Questi risultati mostrano chiaramente che la formazione di clordectiolo F1 richiede un sistema di incubazione chiuso con un’atmosfera riducente. Tuttavia H2 poiché l’atmosfera gassosa iniziale non è obbligatoria mentre è richiesta la presenza di H2S. Chimicamente, la presenza di H2S impedisce il processo di declorazione dell’apertura dell’anello.

Rilevanza ambientale della solfurazione riduttiva del clordecone

Abbiamo reinvestitato la nostra precedente raccolta di campioni ambientali contaminati dal clordecone dell’isola della Martinica (otto suoli e due sedimenti a letto) in cui erano stati segnalati vari livelli di TPS di clordecone6. Tra i nuovi TPS contenenti zolfo qui riportati, abbiamo trovato livelli apprezzabili di F1 nei due campioni di sedimenti a letto (927 e 928) ad una concentrazione stimata intorno a 50 µg/kg e 20 µg/kg di sedimenti umidi, rispettivamente (Tabella S1).

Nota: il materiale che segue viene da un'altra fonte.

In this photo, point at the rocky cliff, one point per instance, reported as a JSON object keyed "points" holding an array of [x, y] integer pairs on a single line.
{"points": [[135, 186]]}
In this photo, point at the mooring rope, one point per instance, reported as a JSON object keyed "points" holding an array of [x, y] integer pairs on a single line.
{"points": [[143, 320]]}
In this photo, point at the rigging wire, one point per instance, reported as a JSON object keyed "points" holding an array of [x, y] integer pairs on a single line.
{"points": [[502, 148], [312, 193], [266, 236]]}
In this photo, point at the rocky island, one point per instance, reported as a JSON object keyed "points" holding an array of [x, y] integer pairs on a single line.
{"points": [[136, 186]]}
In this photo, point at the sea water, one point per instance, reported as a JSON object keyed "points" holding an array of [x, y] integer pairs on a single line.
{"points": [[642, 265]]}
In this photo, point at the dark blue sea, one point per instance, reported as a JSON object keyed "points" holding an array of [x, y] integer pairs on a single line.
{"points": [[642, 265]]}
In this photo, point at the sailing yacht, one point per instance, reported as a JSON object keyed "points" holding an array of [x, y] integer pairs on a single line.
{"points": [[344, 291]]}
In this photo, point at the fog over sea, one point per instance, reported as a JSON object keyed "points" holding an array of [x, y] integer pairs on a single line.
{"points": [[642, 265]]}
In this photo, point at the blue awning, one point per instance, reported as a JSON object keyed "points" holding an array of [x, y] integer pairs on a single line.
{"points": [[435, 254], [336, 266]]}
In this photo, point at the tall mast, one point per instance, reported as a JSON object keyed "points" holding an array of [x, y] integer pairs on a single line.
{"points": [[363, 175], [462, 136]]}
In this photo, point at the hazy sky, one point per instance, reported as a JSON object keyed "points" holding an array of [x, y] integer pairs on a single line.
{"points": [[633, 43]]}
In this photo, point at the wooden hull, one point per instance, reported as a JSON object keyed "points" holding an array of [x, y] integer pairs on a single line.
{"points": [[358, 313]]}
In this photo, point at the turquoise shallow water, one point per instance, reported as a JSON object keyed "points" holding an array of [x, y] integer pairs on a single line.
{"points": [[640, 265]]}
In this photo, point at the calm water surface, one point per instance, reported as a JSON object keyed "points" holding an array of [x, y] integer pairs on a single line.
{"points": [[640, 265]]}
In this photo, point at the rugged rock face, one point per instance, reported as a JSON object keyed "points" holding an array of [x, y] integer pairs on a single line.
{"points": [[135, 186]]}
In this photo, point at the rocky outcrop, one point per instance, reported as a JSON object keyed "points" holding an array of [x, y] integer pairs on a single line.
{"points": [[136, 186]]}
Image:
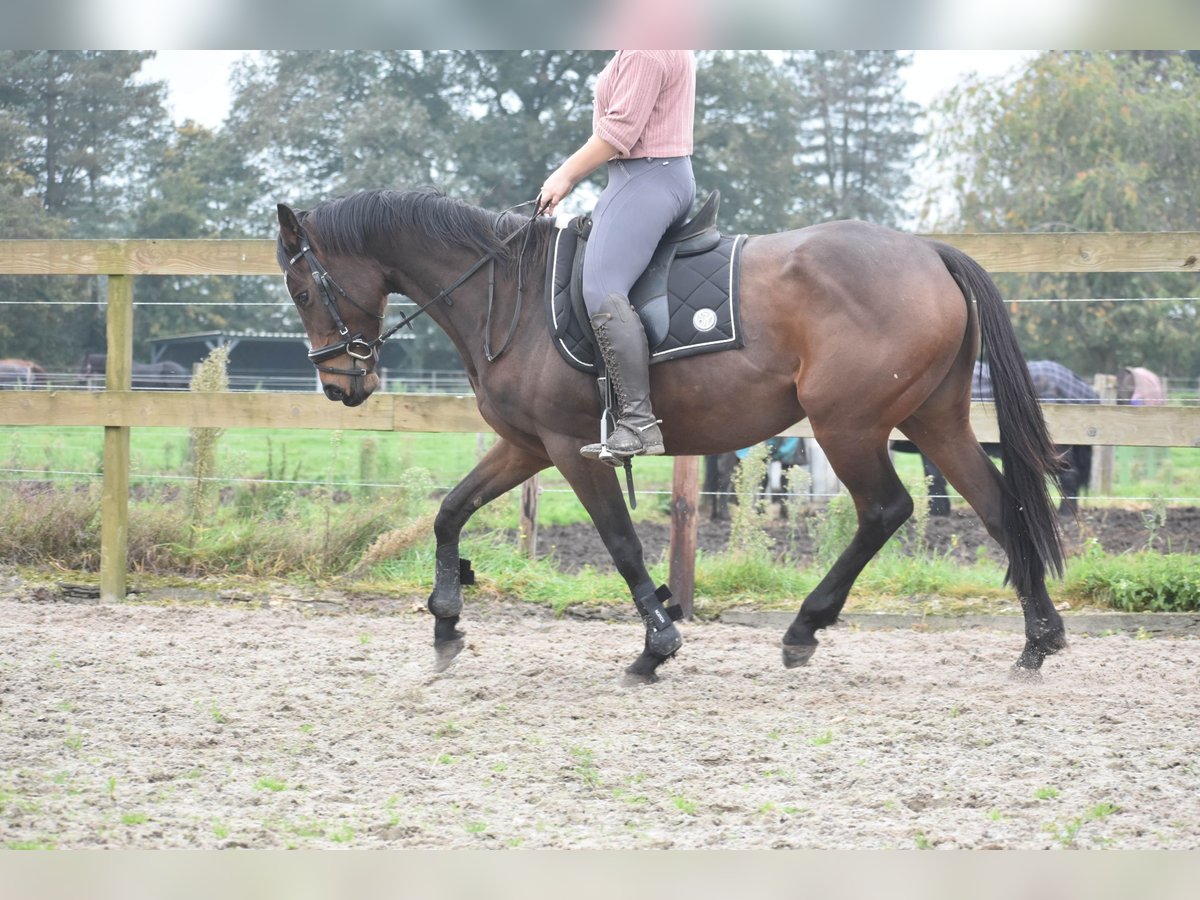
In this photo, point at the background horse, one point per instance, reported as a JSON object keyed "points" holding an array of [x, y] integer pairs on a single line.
{"points": [[1054, 383], [163, 376], [1140, 388], [719, 471], [21, 373], [859, 328]]}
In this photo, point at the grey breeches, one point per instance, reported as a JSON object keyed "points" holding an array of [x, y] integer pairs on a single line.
{"points": [[643, 198]]}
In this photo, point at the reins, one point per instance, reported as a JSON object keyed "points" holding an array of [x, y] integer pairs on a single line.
{"points": [[358, 348]]}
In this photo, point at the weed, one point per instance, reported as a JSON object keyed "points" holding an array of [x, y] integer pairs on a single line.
{"points": [[747, 519], [210, 376], [36, 844], [683, 804], [585, 766], [821, 739]]}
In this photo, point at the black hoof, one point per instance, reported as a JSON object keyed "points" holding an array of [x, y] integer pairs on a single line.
{"points": [[634, 678], [798, 654], [444, 604], [663, 645], [1024, 676], [448, 642], [445, 652]]}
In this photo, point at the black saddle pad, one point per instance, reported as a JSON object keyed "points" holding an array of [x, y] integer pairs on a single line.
{"points": [[699, 312]]}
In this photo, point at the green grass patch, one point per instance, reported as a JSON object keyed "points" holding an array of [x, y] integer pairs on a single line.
{"points": [[1138, 582]]}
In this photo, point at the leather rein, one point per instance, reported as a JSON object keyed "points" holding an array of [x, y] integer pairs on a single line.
{"points": [[357, 347]]}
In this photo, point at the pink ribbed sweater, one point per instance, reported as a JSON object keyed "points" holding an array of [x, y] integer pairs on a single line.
{"points": [[646, 103]]}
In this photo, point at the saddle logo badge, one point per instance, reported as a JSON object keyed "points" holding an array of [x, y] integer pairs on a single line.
{"points": [[703, 321]]}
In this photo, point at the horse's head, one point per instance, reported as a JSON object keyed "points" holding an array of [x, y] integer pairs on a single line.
{"points": [[341, 301]]}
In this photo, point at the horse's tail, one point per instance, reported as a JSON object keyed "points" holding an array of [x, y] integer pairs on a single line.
{"points": [[1027, 454]]}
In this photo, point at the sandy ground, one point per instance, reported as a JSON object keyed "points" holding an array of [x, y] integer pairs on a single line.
{"points": [[225, 726]]}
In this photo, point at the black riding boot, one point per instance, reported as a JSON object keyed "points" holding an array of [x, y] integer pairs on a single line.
{"points": [[627, 358]]}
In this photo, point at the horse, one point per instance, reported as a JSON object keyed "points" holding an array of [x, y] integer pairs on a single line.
{"points": [[1054, 383], [719, 474], [859, 328], [21, 373], [1140, 388], [166, 376]]}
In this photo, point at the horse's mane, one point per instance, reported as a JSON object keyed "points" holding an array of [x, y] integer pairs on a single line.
{"points": [[357, 223]]}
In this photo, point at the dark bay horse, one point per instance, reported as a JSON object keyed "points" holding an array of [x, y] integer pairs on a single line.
{"points": [[859, 328], [16, 373]]}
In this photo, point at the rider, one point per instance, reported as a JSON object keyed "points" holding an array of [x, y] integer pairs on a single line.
{"points": [[642, 129]]}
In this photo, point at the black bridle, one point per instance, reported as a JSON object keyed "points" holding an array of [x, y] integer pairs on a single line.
{"points": [[358, 348]]}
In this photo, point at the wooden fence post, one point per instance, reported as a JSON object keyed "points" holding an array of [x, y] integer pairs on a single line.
{"points": [[114, 501], [1104, 457], [529, 491], [684, 523]]}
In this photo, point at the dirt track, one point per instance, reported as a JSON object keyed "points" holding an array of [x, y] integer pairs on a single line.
{"points": [[205, 726]]}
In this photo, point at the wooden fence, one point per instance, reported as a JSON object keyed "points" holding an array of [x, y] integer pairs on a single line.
{"points": [[118, 409]]}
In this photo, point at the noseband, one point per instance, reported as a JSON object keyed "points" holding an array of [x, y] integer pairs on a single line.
{"points": [[355, 346]]}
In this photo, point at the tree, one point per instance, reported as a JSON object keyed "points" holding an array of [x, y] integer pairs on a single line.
{"points": [[857, 133], [1086, 142], [202, 187], [77, 137], [486, 126], [90, 130]]}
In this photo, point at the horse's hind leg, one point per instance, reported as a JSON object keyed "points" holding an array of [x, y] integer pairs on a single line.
{"points": [[966, 466], [503, 467], [882, 503]]}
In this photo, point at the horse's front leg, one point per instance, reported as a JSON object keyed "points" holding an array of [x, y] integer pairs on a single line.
{"points": [[599, 490], [502, 468]]}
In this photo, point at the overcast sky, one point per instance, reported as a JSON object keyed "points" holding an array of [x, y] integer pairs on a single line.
{"points": [[199, 79]]}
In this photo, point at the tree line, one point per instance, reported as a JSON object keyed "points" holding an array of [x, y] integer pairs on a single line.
{"points": [[1077, 141]]}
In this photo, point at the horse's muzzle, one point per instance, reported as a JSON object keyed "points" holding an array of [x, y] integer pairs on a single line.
{"points": [[354, 394]]}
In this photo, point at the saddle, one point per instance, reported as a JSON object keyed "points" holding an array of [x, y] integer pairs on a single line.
{"points": [[687, 298]]}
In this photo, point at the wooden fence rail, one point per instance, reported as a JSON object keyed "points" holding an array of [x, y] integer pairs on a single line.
{"points": [[118, 408]]}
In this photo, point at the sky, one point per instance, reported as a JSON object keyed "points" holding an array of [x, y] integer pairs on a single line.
{"points": [[198, 81]]}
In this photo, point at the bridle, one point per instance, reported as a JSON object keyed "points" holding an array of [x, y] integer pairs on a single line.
{"points": [[357, 347]]}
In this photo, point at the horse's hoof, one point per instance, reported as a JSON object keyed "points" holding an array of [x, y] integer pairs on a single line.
{"points": [[664, 645], [444, 606], [445, 652], [798, 654], [1024, 675], [636, 679]]}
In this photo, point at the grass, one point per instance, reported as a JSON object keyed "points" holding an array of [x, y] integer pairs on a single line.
{"points": [[316, 513]]}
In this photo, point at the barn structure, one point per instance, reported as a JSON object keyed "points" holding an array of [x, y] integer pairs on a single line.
{"points": [[258, 360]]}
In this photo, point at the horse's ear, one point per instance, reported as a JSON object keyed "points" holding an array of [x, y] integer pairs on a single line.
{"points": [[289, 227]]}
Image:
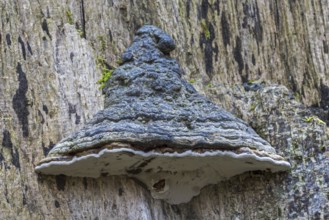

In parallelo, i dati sulla diversità della popolazione batterica emessi dall’analisi del metabarcoding di questi campioni (Fig. 5, Fig. S5) sono stati elaborati per recuperare un clustering gerarchico di campioni ambientali in base alla loro composizione tassonomica6. Si è notato che i batteri che riducono il solfato erano molto più presenti nei sedimenti del letto che negli altri compartimenti,come riportato in precedenza30,31, 32.

Dendrogramma generato da clustering gerarchico di campioni ambientali in base alla diversità della popolazione batterica (dal pacchetto R pvclust v. 1.3-2, https://doi.org/10.1093/bioinformatics/btl117). Sono state prelevate 200.000 sequenze per ogni campione ambientale e normalizzate. La percentuale di phyla rilevati è stata rappresentata qui con particolare attenzione ai batteri che riducono il solfato della classe dei Deltaproteobacteria, Firmicutes e Nitrospirae phyla. In rosso è rappresentato il valore p imparziale (au) e in verde il valore di probabilità bootstrap (bp). SRB = Batteri solfato-riducenti.